Bunions

What is a bunion (Hallux Valgus)?

Bunions or the medically termed Hallux Valgus is a progressive deformity of the big toe resulting in widening of the forefoot and gradual dislocation of the big toe towards the second. The overlying skin maybe swollen, red and tender. Bunions are often painful and can limit what shoes you can wear

Causes of bunions:

Bunions are a common occurrence in men and women and typically start progressing in their teens. It is well agreed amongst foot specialists that a strong genetic link exists in most cases.

More than 50% of Women in the UK have bunions, therefore it is a common foot deformity. The problem often runs in families, although tight narrow shoes and high heels are often blamed.

Symptoms of bunions:

  • A bulge or bump on the outside of your big toe
  • Pain and swelling around the big toe joint
  • There may be hardened skin or a callus on the bump

Diagnosing bunions:

Our consultant surgeon, Mr Kaser Nazir, will refer for X-rays at the time of your initial consultation to determine the size and angle of your bunion deformity. This will allow him to offer the most suitable surgery to correct and align the bunion.

Surgery for bunions:


  • Scarf and akin osteotomy – the procedure can be carried out under local anaesthesia or sedation as a day case.
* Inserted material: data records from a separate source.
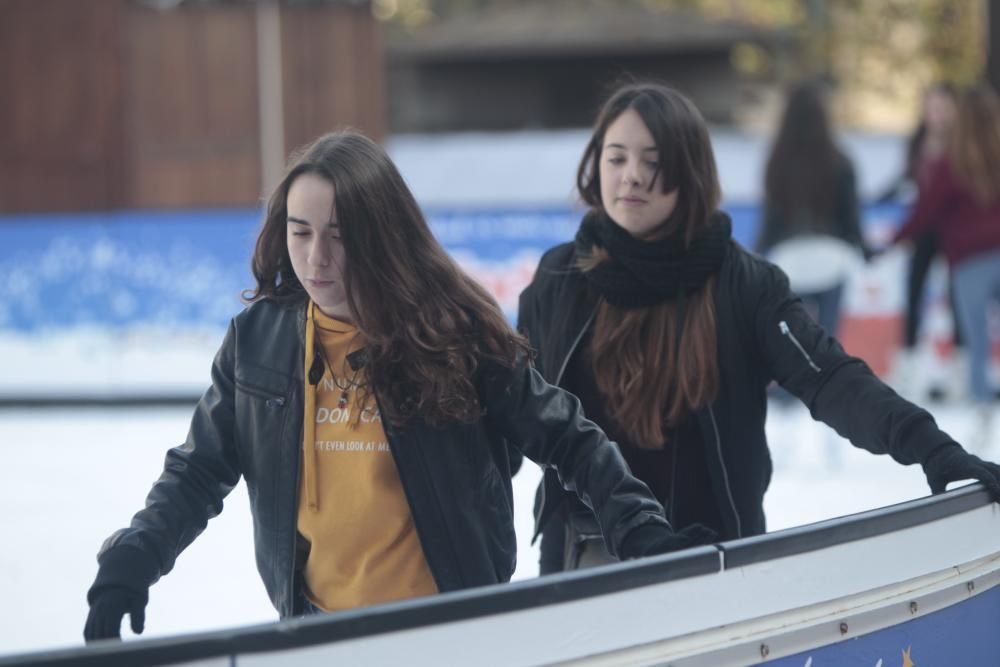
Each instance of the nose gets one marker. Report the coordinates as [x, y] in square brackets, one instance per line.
[631, 175]
[319, 253]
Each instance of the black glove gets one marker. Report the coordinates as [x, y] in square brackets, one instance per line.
[121, 587]
[651, 539]
[108, 607]
[951, 463]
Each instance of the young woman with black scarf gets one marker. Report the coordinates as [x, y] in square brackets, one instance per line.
[670, 332]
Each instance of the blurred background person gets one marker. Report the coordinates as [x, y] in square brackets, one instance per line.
[811, 219]
[960, 202]
[926, 145]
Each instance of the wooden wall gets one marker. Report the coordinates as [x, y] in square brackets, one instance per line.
[61, 139]
[112, 104]
[333, 72]
[191, 107]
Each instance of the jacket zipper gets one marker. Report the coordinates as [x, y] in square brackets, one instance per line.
[785, 331]
[673, 486]
[390, 436]
[299, 444]
[292, 593]
[555, 382]
[725, 473]
[270, 398]
[576, 343]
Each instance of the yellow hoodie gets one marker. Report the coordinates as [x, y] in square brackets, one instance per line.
[352, 509]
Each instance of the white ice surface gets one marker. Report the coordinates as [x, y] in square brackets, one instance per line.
[71, 477]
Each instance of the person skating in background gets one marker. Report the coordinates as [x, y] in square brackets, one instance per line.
[928, 143]
[811, 224]
[670, 332]
[368, 396]
[959, 202]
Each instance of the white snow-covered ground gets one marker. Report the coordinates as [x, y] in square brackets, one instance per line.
[71, 477]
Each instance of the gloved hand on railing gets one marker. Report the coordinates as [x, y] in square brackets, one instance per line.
[651, 539]
[121, 587]
[951, 463]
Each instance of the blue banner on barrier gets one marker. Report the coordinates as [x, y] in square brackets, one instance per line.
[962, 634]
[188, 267]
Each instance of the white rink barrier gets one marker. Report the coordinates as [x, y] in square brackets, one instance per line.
[912, 584]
The bunion bump is shaved down, the metatarsal cut and joint realigned. Following this screw fixations are used to keep the bone in position. A small wedge of the phalanx is removed, closed and fixed to allow the toe to heal in the aligned position. Over the first two weeks you should rest at home, during this period you can partially mobilise with the aid of crutches. Typically you can return to high impact activities between 6-8 weeks following surgery.
  • Minimally invasive bunion correction – The minimally invasive bunion correction or keyhole bunion surgery is similar to the scarf and akin osteotomy. Using an imaging intensifier (X-rays) our experienced surgeon can carry out the procedure with tiny incisions. Specialised screw fixations are used during the procedure to keep the aligned toe in position whilst it heals. We advise on two weeks rest at home whilst you partially mobilise with the aid of crutches. Typically high impact activities can start between 6-8 weeks following surgery.
  • Lapidus procedure – For more severe bunions our specialist may advise on the lapidus arthrodesis procedure. An incision is made at the top of side of your foot where the bony growth is removed. The joint near the instep (tarsometatarsal joint) is realigned and fused with fixations, typically a plate, screws and/or an implant. Over the first 2 weeks following surgery you should rest at home with your leg elevated to promote healing. After two weeks you will be transitioned in to an aircast boot for a further 4-6 weeks. Typically you will be able to return to high impact activities at 3 months following surgery.